No doubt, monitoring at that level requires a great deal of technology at great cost.  Time and energy should be put to worthier, higher aims. The administration of such an approach shows a failure of attention to the real concern, a personally satisfying well being.  That issue stays largely ignored by observation of this type, which sees labeling and interference as appropriate methods of “correction”.  Rather, education and support should be more readily available, if solicited, and be given in the upmost confidence at the highest of quality.  The best approach the government can take is to not involve itself with the personal matters of its citizenry, but to avail itself, only if it is so desired.  That prescription produces faith from the illumination of concern, and is far more manageable than tackling a problem after it has developed.  Eavesdropping is not a proactive approach, and merely tries to correct false perception.

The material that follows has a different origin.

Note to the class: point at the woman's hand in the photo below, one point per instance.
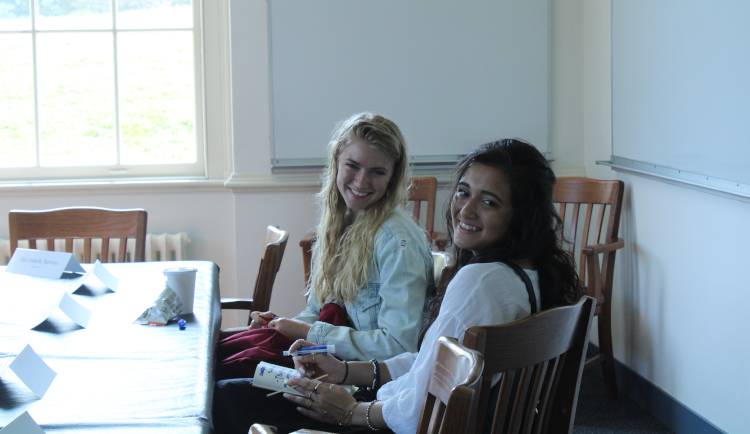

People find peace in privacy and strength with certainty, when their ability to communicate goes unimpeded.  It would be of outrageous censorship to neglect the transmission of thoughts and feelings for fear of intrusion, as well as violate of the sanctity of personal discussion.  Open dialogue and fellowship are therapeutic by nature, and should be free from unwarranted invasion.  Friends provide a communication network with which to share what is on the mind, and they will be the ones who will monitor and intervene if needed.  It is their input that provides solace at a time when it is truly need.  They offer much in the way of emotional comfort when faced with burdens beyond our control.  By editing our thoughts to those who care about us, for fear of reprisal; there is the potential for our most serious of concerns to go unrecognized, possibly causing further harm, and eroding the notion of the inviolability of trusted discourse.